I saw some 5w30 truck, suv Mobile One oil. What is the difference, if any, between 5w30 truck oil and 5w30 car oil?? Is it a sales gimmick?


----------



## bg2m8o (Jul 25, 2006)

Zebra said:


> I saw some 5w30 truck, suv Mobile One oil. What is the difference, if any, between 5w30 truck oil and 5w30 car oil?? Is it a sales gimmick?

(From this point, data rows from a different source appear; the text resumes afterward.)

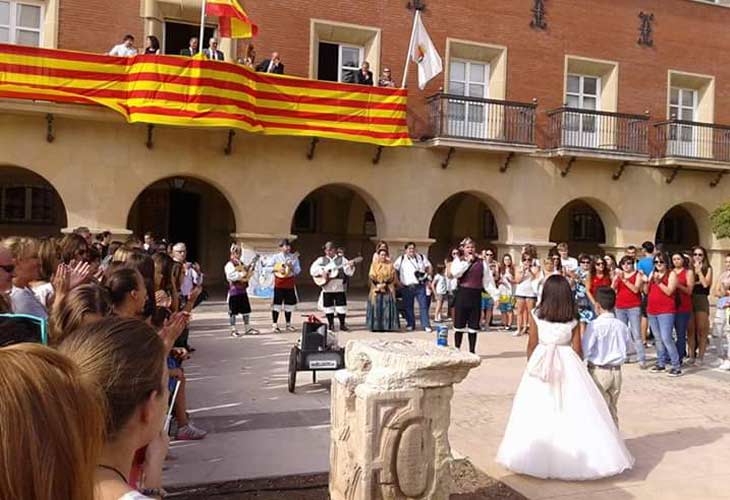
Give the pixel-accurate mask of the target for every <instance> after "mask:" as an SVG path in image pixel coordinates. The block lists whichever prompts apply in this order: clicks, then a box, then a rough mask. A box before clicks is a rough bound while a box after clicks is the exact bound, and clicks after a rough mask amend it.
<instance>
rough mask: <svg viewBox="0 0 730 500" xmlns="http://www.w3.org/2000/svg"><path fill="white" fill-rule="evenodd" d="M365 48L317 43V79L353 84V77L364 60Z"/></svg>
mask: <svg viewBox="0 0 730 500" xmlns="http://www.w3.org/2000/svg"><path fill="white" fill-rule="evenodd" d="M364 54H365V48H364V47H358V46H356V45H346V44H338V43H330V42H319V61H318V64H317V79H318V80H327V81H331V82H344V83H355V76H356V75H357V72H358V71H359V70H360V66H362V63H363V60H364V58H365V56H364Z"/></svg>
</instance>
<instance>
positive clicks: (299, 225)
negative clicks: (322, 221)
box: [292, 198, 317, 233]
mask: <svg viewBox="0 0 730 500" xmlns="http://www.w3.org/2000/svg"><path fill="white" fill-rule="evenodd" d="M316 221H317V202H316V201H315V200H313V199H311V198H306V199H305V200H304V201H302V202H301V203H300V204H299V206H298V207H297V211H296V212H294V222H293V223H292V232H293V233H313V232H315V231H316V230H317V224H316Z"/></svg>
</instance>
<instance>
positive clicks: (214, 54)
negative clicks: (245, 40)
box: [203, 38, 225, 61]
mask: <svg viewBox="0 0 730 500" xmlns="http://www.w3.org/2000/svg"><path fill="white" fill-rule="evenodd" d="M203 53H204V54H205V58H206V59H212V60H214V61H224V60H225V57H224V56H223V52H221V51H220V50H218V40H216V39H215V38H211V39H210V41H209V42H208V48H207V49H205V50H204V51H203Z"/></svg>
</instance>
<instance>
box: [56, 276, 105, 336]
mask: <svg viewBox="0 0 730 500" xmlns="http://www.w3.org/2000/svg"><path fill="white" fill-rule="evenodd" d="M111 313H112V303H111V298H110V297H109V291H108V290H107V289H106V288H105V287H103V286H101V285H97V284H95V283H90V284H88V285H81V286H79V287H76V288H74V289H73V290H71V291H70V292H69V293H68V294H66V295H64V296H63V298H62V299H61V300H60V301H58V302H57V303H56V304H54V308H53V314H51V320H50V325H49V326H50V344H51V345H58V344H60V343H61V342H62V341H63V339H64V338H66V337H67V336H68V335H69V334H71V333H73V332H74V331H75V330H76V329H78V328H79V327H81V326H83V325H85V324H88V323H93V322H94V321H99V320H100V319H102V318H104V317H106V316H109V315H110V314H111Z"/></svg>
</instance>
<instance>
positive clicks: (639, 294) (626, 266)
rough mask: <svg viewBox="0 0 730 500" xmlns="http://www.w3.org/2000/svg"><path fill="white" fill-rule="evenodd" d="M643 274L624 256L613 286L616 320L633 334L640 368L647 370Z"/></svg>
mask: <svg viewBox="0 0 730 500" xmlns="http://www.w3.org/2000/svg"><path fill="white" fill-rule="evenodd" d="M643 284H644V283H643V281H642V277H641V274H640V273H639V272H638V271H637V270H636V269H635V268H634V258H633V257H629V256H628V255H626V256H624V257H623V258H622V259H621V262H620V263H619V269H617V270H616V274H615V277H614V279H613V284H612V285H611V286H612V287H613V289H614V290H616V318H617V319H619V320H621V321H623V322H624V324H626V326H628V327H629V331H630V332H631V342H632V343H633V344H634V348H635V349H636V356H637V357H638V358H639V366H641V369H642V370H643V369H644V368H646V352H645V351H644V342H643V341H642V340H641V288H642V286H643Z"/></svg>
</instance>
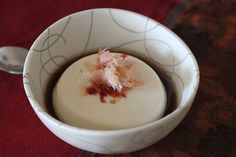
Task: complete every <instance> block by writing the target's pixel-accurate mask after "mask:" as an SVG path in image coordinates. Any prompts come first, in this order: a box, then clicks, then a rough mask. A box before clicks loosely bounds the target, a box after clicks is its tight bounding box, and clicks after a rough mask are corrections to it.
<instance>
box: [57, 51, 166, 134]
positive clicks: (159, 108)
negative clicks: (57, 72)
mask: <svg viewBox="0 0 236 157" xmlns="http://www.w3.org/2000/svg"><path fill="white" fill-rule="evenodd" d="M110 54H112V56H113V57H114V56H115V58H118V60H119V57H123V61H124V62H123V61H122V62H121V63H120V64H122V66H123V65H124V66H127V67H128V68H126V69H125V70H127V71H126V74H127V76H126V75H125V76H126V78H125V79H126V80H125V79H123V80H122V81H120V82H119V81H118V82H117V80H116V79H115V77H116V75H113V73H112V68H110V69H107V67H110V65H106V67H103V65H102V64H99V65H98V64H95V63H97V62H98V55H99V54H93V55H89V56H86V57H83V58H81V59H79V60H77V61H76V62H74V63H73V64H72V65H70V66H69V67H68V68H67V69H66V70H65V72H64V73H63V74H62V76H61V78H60V79H59V81H58V83H57V84H56V86H55V88H54V90H53V106H54V109H55V112H56V114H57V116H58V118H59V119H60V120H61V121H63V122H65V123H68V124H71V125H74V126H77V127H80V128H87V129H98V130H114V129H124V128H132V127H136V126H140V125H143V124H146V123H149V122H152V121H154V120H157V119H159V118H161V117H162V116H163V115H164V112H165V107H166V92H165V89H164V86H163V85H162V83H161V80H160V79H159V77H158V75H157V74H156V72H155V71H154V70H153V69H152V68H151V67H149V66H148V65H147V64H146V63H144V62H143V61H141V60H139V59H137V58H135V57H133V56H129V55H124V54H119V53H110ZM107 55H109V54H107ZM107 55H105V56H107ZM100 57H101V56H100ZM100 61H101V60H100ZM103 61H104V60H103ZM101 62H102V61H101ZM101 62H100V63H101ZM112 63H113V62H112ZM129 64H130V65H129ZM101 65H102V67H101ZM113 68H114V67H113ZM113 70H114V69H113ZM115 70H117V66H116V67H115ZM118 70H119V69H118ZM116 73H117V71H116ZM122 73H124V72H123V71H122ZM101 74H102V76H103V75H104V77H101ZM119 76H120V75H119ZM127 77H128V79H127ZM94 78H95V79H94ZM104 78H105V79H104ZM94 80H95V84H96V85H97V84H101V82H105V83H107V84H108V87H109V89H108V90H107V91H106V92H110V89H112V92H113V94H110V93H105V95H101V90H103V89H101V88H100V87H101V86H96V88H95V89H96V90H97V91H95V92H92V93H91V91H89V89H90V88H91V87H93V86H94ZM119 80H121V79H120V78H119ZM127 80H128V83H130V84H128V85H127ZM125 81H126V82H125ZM98 87H99V89H97V88H98ZM103 87H104V86H103ZM106 89H107V88H106ZM114 92H116V93H115V94H114ZM117 93H118V94H117Z"/></svg>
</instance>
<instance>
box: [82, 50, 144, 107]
mask: <svg viewBox="0 0 236 157" xmlns="http://www.w3.org/2000/svg"><path fill="white" fill-rule="evenodd" d="M104 57H105V60H104ZM111 57H112V54H111V53H110V52H109V51H108V50H106V49H104V50H101V51H99V53H98V56H97V63H96V65H94V66H95V67H96V69H97V70H101V69H102V70H104V69H105V68H106V66H107V64H109V62H110V61H111V60H112V58H111ZM116 57H117V56H116ZM119 57H120V59H121V60H120V61H122V62H125V59H126V58H127V57H128V55H127V54H119ZM132 65H133V64H132V63H131V62H130V63H129V64H126V65H124V66H125V67H122V66H121V65H118V66H115V68H116V73H115V74H116V75H117V76H118V77H120V78H119V79H121V78H123V79H124V78H127V77H128V76H127V73H126V72H125V69H126V70H128V69H130V68H131V66H132ZM97 79H98V78H97ZM94 80H95V81H94ZM126 81H128V82H127V83H131V84H132V86H127V85H124V86H122V88H121V89H120V90H118V89H116V88H113V87H112V86H111V85H110V84H109V83H108V81H104V80H102V79H101V78H100V79H98V80H96V78H94V79H91V80H90V85H89V86H87V87H86V88H85V92H86V94H89V95H96V94H99V97H100V101H101V103H106V102H107V101H106V100H105V97H107V96H110V97H112V99H110V103H111V104H115V103H116V102H117V101H119V99H118V98H124V97H127V92H128V91H129V90H130V89H132V88H133V87H134V86H136V85H138V84H140V83H141V82H140V80H139V81H138V80H137V79H132V80H126Z"/></svg>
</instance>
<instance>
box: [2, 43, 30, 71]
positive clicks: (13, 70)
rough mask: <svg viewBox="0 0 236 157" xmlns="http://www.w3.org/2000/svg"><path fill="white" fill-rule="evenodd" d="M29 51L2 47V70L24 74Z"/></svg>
mask: <svg viewBox="0 0 236 157" xmlns="http://www.w3.org/2000/svg"><path fill="white" fill-rule="evenodd" d="M27 53H28V50H27V49H25V48H22V47H16V46H4V47H0V70H2V71H5V72H8V73H11V74H22V73H23V67H24V62H25V58H26V55H27Z"/></svg>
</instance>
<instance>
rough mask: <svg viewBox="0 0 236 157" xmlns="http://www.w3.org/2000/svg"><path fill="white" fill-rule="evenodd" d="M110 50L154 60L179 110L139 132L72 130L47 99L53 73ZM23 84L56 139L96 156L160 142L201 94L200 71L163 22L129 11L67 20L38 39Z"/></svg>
mask: <svg viewBox="0 0 236 157" xmlns="http://www.w3.org/2000/svg"><path fill="white" fill-rule="evenodd" d="M106 47H109V48H110V49H112V50H122V49H123V50H124V49H125V50H131V51H135V52H136V53H137V54H138V55H143V56H147V57H149V58H152V59H154V60H155V61H156V62H157V63H158V64H159V65H160V66H161V67H162V68H163V69H164V71H165V72H166V73H168V74H169V76H170V78H171V79H172V81H173V82H174V84H175V86H176V88H177V100H178V104H177V105H178V106H177V108H176V109H175V110H174V111H173V112H171V113H170V114H168V115H167V116H165V117H163V118H161V119H159V120H156V121H154V122H151V123H149V124H145V125H143V126H140V127H136V128H130V129H121V130H106V131H105V130H104V131H103V130H89V129H84V128H77V127H73V126H70V125H67V124H65V123H62V122H61V121H59V120H58V119H56V118H54V117H53V116H52V115H50V114H49V112H48V111H47V108H46V101H45V95H46V85H47V83H48V80H49V78H51V77H52V74H53V73H54V72H55V71H56V70H57V69H58V68H59V67H60V65H62V64H64V63H65V62H67V61H68V60H71V59H73V58H75V57H78V56H80V55H82V54H85V53H87V52H91V51H94V50H98V49H100V48H106ZM23 82H24V88H25V92H26V95H27V97H28V99H29V101H30V104H31V105H32V107H33V109H34V111H35V113H36V114H37V115H38V117H39V118H40V120H41V121H42V122H43V123H44V124H45V125H46V126H47V128H48V129H49V130H50V131H52V132H53V133H54V134H55V135H56V136H57V137H59V138H60V139H62V140H64V141H65V142H67V143H69V144H71V145H73V146H75V147H78V148H81V149H84V150H88V151H92V152H96V153H103V154H113V153H127V152H132V151H136V150H140V149H142V148H145V147H147V146H150V145H152V144H154V143H156V142H158V141H159V140H161V139H162V138H164V137H165V136H166V135H168V134H169V133H170V132H171V131H172V130H173V129H174V128H175V127H176V126H177V125H178V124H179V123H180V122H181V121H182V120H183V118H184V117H185V115H186V114H187V112H188V111H189V109H190V107H191V105H192V102H193V100H194V97H195V95H196V92H197V89H198V84H199V69H198V65H197V62H196V60H195V58H194V56H193V54H192V53H191V51H190V50H189V48H188V47H187V46H186V45H185V44H184V42H183V41H182V40H181V39H180V38H179V37H177V36H176V35H175V34H174V33H173V32H172V31H170V30H169V29H167V28H166V27H165V26H163V25H161V24H160V23H158V22H156V21H154V20H152V19H150V18H148V17H145V16H143V15H140V14H137V13H134V12H130V11H126V10H120V9H92V10H86V11H81V12H78V13H74V14H72V15H69V16H66V17H64V18H62V19H61V20H59V21H57V22H55V23H54V24H52V25H51V26H50V27H48V28H47V29H46V30H45V31H44V32H43V33H42V34H41V35H40V36H39V37H38V38H37V39H36V40H35V42H34V43H33V45H32V47H31V48H30V51H29V53H28V55H27V58H26V62H25V67H24V73H23Z"/></svg>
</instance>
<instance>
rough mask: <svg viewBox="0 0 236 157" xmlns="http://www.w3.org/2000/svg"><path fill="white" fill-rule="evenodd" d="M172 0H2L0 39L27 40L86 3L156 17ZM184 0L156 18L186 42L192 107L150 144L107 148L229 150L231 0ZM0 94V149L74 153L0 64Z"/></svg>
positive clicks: (29, 45) (232, 36)
mask: <svg viewBox="0 0 236 157" xmlns="http://www.w3.org/2000/svg"><path fill="white" fill-rule="evenodd" d="M177 2H178V1H177V0H168V1H162V0H157V1H155V0H152V1H148V2H147V1H142V2H140V1H136V0H134V1H129V2H127V1H115V2H112V1H104V0H101V1H88V2H87V1H86V2H85V1H84V2H77V1H71V2H70V3H69V2H68V1H63V0H60V1H54V0H53V1H50V2H47V1H46V0H45V1H40V2H37V3H38V4H37V3H36V2H28V3H27V4H26V3H22V2H21V1H19V0H14V1H10V2H9V1H7V0H4V1H3V2H1V6H0V21H1V20H3V23H2V22H1V26H0V44H1V46H4V45H10V44H15V45H18V46H24V47H26V48H29V46H30V45H31V44H32V41H33V40H34V39H35V38H36V36H37V35H38V34H39V33H40V32H41V31H42V30H43V29H45V28H46V27H47V26H48V25H49V24H51V23H52V22H54V21H56V20H57V19H59V18H61V17H62V16H65V15H67V14H69V13H72V12H75V11H79V10H83V9H88V8H94V7H118V8H124V9H129V10H133V11H136V12H139V13H142V14H145V15H147V16H149V17H151V18H154V19H156V20H158V21H162V20H163V19H164V18H165V17H166V15H167V13H168V12H169V10H170V8H172V7H173V6H174V4H176V3H177ZM185 3H186V5H187V7H182V6H183V5H181V4H179V6H178V7H175V9H174V11H173V12H172V14H171V16H168V19H166V20H165V22H164V23H165V24H166V25H167V26H169V27H170V28H172V29H173V30H174V31H175V32H176V33H177V34H178V35H179V36H180V37H181V38H182V39H183V40H184V41H185V42H186V43H187V45H188V46H189V47H190V49H191V50H192V51H193V53H194V55H195V57H196V59H197V61H198V63H199V67H200V75H201V77H200V86H199V90H198V94H197V97H196V99H195V101H194V103H193V105H192V108H191V110H190V112H189V113H188V114H187V116H186V118H185V119H184V121H183V122H182V123H181V124H180V125H179V126H178V127H177V128H176V129H175V130H174V131H173V132H172V133H171V134H169V135H168V136H167V137H166V138H164V139H163V140H161V141H160V142H158V143H157V144H154V145H153V146H151V147H148V148H146V149H144V150H141V151H137V152H134V153H129V154H122V155H113V156H124V157H139V156H145V157H146V156H150V157H195V156H200V157H235V156H236V149H235V148H236V0H193V1H189V0H184V1H183V2H182V4H185ZM27 9H28V10H27ZM182 9H184V10H183V12H181V11H182ZM14 10H17V11H15V12H14ZM8 11H9V15H8ZM12 11H13V12H12ZM30 12H31V14H30V15H28V14H29V13H30ZM179 13H181V14H179ZM33 18H36V19H37V20H35V19H34V20H33ZM14 20H17V21H20V20H21V22H19V23H16V22H15V21H14ZM22 21H23V22H24V23H23V22H22ZM27 21H31V23H28V22H27ZM32 22H35V23H32ZM32 27H33V28H32ZM9 93H10V94H9ZM0 99H1V100H0V101H1V103H0V157H11V156H12V157H13V156H14V157H15V156H38V157H41V156H58V157H68V156H76V155H77V154H78V152H79V149H77V148H74V147H72V146H70V145H68V144H66V143H65V142H63V141H61V140H60V139H58V138H57V137H55V136H54V135H53V134H52V133H51V132H50V131H49V130H48V129H47V128H46V127H45V126H43V124H42V123H41V122H40V121H39V120H38V118H37V117H36V116H35V114H34V113H33V110H32V109H31V107H30V104H29V102H28V101H27V99H26V97H25V94H24V92H23V87H22V78H21V77H19V76H13V75H10V74H6V73H4V72H0ZM99 156H101V157H107V156H110V155H99Z"/></svg>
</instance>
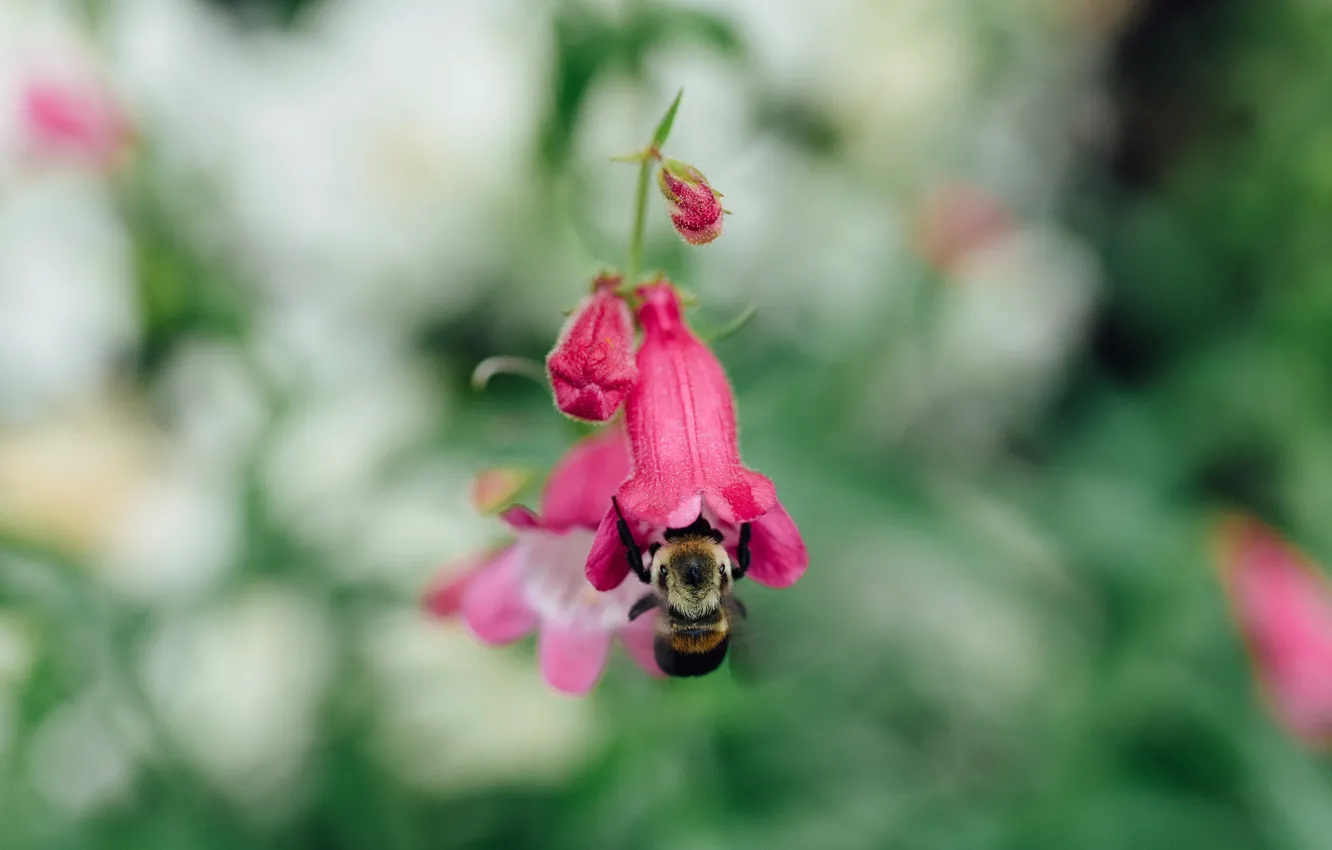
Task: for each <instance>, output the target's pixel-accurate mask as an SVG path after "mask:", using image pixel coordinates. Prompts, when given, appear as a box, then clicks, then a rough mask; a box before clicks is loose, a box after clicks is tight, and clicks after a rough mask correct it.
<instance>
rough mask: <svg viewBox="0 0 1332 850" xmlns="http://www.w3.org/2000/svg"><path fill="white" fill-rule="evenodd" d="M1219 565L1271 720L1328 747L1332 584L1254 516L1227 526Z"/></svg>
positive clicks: (1330, 705)
mask: <svg viewBox="0 0 1332 850" xmlns="http://www.w3.org/2000/svg"><path fill="white" fill-rule="evenodd" d="M1219 564H1220V569H1221V580H1223V582H1224V585H1225V589H1227V592H1228V593H1229V597H1231V608H1232V610H1233V613H1235V618H1236V622H1237V625H1239V628H1240V632H1241V633H1243V634H1244V639H1245V642H1247V643H1248V647H1249V653H1251V655H1252V659H1253V666H1255V670H1256V674H1257V678H1259V681H1260V682H1261V685H1263V690H1264V694H1265V697H1267V702H1268V706H1269V707H1271V710H1272V714H1273V715H1275V717H1276V719H1277V721H1279V722H1280V723H1281V725H1283V726H1285V727H1287V729H1288V730H1289V731H1291V733H1292V734H1295V735H1296V737H1299V738H1300V739H1303V741H1305V742H1307V743H1315V745H1325V743H1328V742H1329V741H1332V585H1329V582H1328V580H1327V577H1325V576H1323V574H1321V573H1319V570H1317V569H1316V568H1313V566H1312V565H1309V562H1308V561H1305V560H1304V557H1303V556H1301V554H1300V553H1299V552H1297V550H1295V549H1293V548H1292V546H1291V545H1289V544H1287V542H1285V541H1283V540H1281V538H1280V537H1279V536H1277V534H1276V533H1275V532H1272V530H1271V529H1268V528H1267V526H1264V525H1261V524H1260V522H1257V521H1256V520H1252V518H1249V517H1231V518H1228V520H1227V521H1225V522H1224V524H1223V525H1221V530H1220V548H1219Z"/></svg>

Yes it is. Make sure you put GM 6094M oil in your LS2. Mobil 1 fully synthetic oil meets this spec. So do many others, but oddly, not all Mobil 1 branded oils do. Check the label - carefully


----------



## LITTLE GTO (Dec 8, 2005)

So not all Mobil 1 synthetic oil is good for our LS2's?I try not to buy the extended performance-but it looks like that is all we will have one day.


----------



## bg2m8o (Jul 25, 2006)

bg2m8o said:


> Yes it is. Make sure you put GM 6094M oil in your LS2. Mobil 1 fully synthetic oil meets this spec. So do many others, but oddly, not all Mobil 1 branded oils do. Check the label - carefully


My bad - the correct oil wil also have GM 4718M specified on the label. Mobil 1 EP does NOT have this approval.


----------



## SnKGoat (Nov 21, 2006)

*So do not use synthetic oil?*

I use Mobil 1 Synthetic (10W30) in my wife's '02 Maxima, never had any issues, runs smooth like butter. I do not use extended life oil, or any additives, and she gets changed every 5k (per the manual). GTO cannot use synthetic? What oil is most common? Just the old normal GM dealership provided oil?


----------



## bg2m8o (Jul 25, 2006)

05 and 06 must use synthetic with the proper GM specification. GM 4718M is the only approved oil for it. Penz plat and M1 are the only two that I can easily find anywhere.


----------